The duality principle: irreducibility of sub-threshold psychophysical computation to neuronal brain activation

Abstract

A key working hypothesis in neuroscience is ‘materialistic reductionism’, i.e., the assumption whereby all physiological, behavioral or cognitive phenomena is produced by localized neurochemical brain activation (but not vice versa). However, analysis of sub-threshold Weber’s psychophysical stimulation indicates its computational irreducibility to the direct interaction between psychophysical stimulation and any neuron/s.

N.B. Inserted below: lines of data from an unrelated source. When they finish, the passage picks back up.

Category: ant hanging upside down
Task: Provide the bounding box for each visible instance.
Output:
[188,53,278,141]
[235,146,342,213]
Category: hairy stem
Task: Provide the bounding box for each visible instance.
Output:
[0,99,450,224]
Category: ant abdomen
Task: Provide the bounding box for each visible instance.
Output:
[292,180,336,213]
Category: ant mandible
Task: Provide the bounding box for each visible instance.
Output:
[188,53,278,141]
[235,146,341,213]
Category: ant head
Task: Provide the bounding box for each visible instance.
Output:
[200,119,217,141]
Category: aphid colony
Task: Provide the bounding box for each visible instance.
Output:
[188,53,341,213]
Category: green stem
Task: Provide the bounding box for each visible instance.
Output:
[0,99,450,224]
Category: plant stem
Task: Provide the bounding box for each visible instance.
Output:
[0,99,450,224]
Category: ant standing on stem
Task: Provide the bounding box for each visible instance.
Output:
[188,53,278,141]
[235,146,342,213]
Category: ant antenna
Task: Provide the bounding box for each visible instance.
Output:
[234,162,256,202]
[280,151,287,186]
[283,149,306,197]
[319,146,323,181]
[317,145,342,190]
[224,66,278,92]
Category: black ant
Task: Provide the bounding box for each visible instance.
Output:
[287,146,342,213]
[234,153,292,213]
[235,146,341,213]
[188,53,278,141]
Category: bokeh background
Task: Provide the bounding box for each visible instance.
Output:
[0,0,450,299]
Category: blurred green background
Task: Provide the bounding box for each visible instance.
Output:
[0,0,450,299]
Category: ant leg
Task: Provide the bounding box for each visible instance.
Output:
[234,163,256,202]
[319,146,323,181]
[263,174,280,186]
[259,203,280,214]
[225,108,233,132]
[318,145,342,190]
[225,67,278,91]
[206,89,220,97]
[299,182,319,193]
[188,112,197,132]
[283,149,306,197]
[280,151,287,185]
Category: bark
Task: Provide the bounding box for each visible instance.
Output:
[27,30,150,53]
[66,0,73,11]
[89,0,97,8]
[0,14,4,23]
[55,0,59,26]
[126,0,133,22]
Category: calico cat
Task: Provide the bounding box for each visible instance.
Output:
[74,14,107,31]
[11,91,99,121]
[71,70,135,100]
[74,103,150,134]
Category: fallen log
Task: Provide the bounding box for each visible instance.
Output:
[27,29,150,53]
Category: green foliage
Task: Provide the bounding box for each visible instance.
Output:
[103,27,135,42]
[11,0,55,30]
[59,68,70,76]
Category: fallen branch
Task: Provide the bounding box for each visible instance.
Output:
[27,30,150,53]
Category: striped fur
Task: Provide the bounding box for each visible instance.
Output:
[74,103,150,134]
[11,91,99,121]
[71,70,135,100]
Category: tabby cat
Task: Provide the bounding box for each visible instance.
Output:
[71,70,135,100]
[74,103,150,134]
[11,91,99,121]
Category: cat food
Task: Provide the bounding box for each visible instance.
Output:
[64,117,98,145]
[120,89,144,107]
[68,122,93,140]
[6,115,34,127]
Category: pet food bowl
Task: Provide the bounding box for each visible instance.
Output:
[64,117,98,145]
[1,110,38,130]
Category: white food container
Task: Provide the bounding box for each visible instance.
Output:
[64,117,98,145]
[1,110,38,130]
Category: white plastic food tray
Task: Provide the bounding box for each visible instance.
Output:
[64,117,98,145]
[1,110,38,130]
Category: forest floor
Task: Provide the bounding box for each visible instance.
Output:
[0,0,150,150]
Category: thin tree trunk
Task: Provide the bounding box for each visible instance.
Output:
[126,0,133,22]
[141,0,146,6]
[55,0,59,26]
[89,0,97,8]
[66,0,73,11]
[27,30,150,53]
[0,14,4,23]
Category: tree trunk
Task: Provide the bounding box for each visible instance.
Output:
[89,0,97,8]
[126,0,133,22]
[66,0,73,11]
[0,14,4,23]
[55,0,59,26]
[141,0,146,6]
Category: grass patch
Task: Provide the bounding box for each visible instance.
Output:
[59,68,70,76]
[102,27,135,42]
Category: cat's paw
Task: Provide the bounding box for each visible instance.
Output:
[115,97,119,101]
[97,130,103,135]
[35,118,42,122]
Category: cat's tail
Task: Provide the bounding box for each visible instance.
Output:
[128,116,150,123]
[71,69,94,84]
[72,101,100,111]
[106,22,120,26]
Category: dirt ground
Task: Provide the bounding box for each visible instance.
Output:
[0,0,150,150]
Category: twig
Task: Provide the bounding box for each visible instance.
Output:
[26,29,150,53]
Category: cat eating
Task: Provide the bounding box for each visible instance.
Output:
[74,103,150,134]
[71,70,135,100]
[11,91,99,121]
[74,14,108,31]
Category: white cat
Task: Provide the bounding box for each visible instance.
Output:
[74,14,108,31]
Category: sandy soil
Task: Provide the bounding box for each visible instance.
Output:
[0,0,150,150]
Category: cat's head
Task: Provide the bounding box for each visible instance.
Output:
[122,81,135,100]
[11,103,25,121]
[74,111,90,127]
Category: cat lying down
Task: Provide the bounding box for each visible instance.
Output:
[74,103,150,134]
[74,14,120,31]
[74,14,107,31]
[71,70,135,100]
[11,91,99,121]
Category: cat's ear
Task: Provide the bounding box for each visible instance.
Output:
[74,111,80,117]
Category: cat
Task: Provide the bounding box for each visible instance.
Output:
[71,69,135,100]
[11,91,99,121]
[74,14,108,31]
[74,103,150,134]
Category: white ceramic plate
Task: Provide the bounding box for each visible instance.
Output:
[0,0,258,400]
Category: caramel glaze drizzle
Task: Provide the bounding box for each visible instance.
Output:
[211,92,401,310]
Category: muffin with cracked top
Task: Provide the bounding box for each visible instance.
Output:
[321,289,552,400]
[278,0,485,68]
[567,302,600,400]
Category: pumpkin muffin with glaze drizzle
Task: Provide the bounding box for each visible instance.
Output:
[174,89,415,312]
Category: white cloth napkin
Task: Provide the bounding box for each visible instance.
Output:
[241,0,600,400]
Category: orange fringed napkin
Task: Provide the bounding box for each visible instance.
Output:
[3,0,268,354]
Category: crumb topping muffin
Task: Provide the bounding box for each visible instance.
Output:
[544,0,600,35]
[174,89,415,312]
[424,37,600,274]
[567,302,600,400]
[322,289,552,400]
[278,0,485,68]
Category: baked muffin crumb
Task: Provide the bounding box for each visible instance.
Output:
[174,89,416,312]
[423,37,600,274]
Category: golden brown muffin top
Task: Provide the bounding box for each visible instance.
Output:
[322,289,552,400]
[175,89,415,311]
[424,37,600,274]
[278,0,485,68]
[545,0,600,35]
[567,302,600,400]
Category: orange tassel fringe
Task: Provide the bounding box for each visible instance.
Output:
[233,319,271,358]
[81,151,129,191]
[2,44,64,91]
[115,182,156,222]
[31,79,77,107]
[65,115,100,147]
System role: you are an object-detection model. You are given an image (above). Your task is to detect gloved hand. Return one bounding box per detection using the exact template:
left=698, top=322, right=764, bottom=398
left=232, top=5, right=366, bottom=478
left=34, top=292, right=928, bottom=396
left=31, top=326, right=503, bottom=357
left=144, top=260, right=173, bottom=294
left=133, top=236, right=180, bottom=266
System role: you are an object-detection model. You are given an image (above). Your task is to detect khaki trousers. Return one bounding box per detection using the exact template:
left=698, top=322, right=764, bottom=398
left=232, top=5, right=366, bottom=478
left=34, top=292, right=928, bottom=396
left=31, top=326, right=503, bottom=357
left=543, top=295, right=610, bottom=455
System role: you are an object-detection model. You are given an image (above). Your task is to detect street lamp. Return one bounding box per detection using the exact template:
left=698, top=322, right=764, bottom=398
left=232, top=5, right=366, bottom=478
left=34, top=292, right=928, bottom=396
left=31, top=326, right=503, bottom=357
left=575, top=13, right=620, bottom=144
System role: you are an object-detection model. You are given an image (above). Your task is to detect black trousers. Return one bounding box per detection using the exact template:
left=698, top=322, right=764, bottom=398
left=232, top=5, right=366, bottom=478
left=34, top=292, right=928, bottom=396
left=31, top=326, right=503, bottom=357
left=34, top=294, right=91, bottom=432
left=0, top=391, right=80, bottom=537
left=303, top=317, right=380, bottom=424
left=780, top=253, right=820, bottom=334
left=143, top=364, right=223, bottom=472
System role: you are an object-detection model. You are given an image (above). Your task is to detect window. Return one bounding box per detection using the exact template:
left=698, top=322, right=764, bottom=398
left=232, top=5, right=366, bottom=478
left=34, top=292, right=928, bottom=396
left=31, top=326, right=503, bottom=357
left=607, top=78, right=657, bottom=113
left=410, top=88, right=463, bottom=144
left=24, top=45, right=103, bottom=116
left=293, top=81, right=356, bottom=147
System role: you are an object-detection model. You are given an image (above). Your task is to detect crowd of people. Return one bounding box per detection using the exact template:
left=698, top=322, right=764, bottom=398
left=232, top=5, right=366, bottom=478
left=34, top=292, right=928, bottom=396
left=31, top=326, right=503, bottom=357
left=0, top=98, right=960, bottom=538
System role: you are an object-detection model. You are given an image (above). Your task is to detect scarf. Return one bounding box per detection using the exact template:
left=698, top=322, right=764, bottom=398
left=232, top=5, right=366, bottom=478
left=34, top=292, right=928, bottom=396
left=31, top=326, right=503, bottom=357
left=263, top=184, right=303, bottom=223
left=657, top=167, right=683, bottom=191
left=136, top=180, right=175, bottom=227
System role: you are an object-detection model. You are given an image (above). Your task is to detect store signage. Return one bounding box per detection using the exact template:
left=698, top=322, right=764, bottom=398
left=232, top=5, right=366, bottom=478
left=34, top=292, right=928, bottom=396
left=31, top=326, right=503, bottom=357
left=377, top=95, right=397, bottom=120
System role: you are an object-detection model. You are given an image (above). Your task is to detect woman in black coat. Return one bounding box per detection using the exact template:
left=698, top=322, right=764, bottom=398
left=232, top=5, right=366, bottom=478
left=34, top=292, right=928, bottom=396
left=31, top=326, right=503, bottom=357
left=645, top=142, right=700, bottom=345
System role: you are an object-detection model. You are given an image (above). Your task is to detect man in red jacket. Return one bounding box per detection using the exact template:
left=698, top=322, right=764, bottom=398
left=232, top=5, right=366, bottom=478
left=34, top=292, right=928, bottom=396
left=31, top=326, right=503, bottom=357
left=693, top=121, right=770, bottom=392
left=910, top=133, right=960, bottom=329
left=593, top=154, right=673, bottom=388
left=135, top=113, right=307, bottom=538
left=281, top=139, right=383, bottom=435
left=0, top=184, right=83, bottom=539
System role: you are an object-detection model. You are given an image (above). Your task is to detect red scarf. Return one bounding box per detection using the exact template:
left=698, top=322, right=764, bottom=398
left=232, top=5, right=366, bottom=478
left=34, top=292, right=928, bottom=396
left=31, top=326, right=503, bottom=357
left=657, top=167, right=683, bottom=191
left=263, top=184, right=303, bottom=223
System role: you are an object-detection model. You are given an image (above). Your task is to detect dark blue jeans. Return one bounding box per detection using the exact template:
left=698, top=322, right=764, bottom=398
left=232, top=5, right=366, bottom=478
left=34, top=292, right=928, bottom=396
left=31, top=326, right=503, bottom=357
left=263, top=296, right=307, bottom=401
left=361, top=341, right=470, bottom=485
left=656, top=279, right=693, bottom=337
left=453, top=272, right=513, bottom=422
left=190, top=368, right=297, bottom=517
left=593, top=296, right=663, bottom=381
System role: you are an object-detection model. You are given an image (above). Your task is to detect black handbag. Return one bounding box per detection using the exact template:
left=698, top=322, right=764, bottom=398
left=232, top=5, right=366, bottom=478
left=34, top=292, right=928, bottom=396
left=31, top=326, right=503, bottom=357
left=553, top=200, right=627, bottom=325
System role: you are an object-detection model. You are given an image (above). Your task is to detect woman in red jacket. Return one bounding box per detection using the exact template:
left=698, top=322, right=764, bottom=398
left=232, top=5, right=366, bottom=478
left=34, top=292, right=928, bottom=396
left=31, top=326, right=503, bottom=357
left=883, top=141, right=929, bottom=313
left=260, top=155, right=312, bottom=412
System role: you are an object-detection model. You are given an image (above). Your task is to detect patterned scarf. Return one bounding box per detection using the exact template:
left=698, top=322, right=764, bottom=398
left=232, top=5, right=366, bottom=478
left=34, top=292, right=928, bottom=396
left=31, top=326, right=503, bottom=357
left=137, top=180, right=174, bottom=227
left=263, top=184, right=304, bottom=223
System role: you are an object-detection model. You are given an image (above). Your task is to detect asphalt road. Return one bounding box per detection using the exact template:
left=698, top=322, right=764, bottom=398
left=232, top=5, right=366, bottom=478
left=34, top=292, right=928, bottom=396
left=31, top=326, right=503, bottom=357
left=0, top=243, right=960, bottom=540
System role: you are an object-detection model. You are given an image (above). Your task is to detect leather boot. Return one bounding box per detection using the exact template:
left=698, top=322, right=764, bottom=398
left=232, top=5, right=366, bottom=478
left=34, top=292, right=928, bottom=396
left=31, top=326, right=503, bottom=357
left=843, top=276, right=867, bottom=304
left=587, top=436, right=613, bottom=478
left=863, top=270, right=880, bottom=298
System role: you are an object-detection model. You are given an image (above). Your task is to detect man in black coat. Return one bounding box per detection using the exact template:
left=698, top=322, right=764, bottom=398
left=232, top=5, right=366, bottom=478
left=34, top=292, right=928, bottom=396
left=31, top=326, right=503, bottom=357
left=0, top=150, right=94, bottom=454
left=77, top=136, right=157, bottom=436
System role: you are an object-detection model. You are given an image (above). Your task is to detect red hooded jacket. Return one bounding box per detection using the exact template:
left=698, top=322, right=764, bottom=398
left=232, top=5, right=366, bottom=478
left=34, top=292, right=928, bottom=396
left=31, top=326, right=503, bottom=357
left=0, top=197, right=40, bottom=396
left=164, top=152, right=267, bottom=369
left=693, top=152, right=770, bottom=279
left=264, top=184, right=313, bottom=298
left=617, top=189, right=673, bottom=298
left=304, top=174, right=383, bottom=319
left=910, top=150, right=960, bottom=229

This is because the materialistic-reductionistic working hypothesis assumes that the determination of the existence or non-existence of any psychophysical stimulation [s] may only be determined through its direct interaction [di1] with a given neuron/s [N] that together forms the ‘neural registry’ computational level [NR/di1]. But, this implies that in cases of (initial) sub-threshold (sensory-specific) psychophysical stimulation which is increased above the sensory-specific threshold but below Weber’s psychophysical ‘dv’—the psychophysical computational processing [PCP] produces an apparently ‘computationally indeterminate’ output. This is because materialistic reductionism asserts the contingency of PCP upon the existence of a direct interaction between ‘s’ and ‘N’ within the NR/di1 level, but in the special case of Weber’s sub-threshold psychophysical stimulation the same PCP/di1 also asserts the non-existence of ‘s’ (as demanded by Weber’s psychophysical law). However, given robust empirical evidence indicating the capability of PCP to determine whether (or not) ‘s’ exists, we must conclude that PCP may not be carried out from within NR’s direct interaction between a particular psychophysical stimulation and any set of neuron/s in the brain. Hence, the Duality Principle asserts the conceptual irreducibility of sub-threshold psychophysical stimulation to any direct NR/di1: s-N interaction, thereby challenging the current materialistic-reductionistic assumption.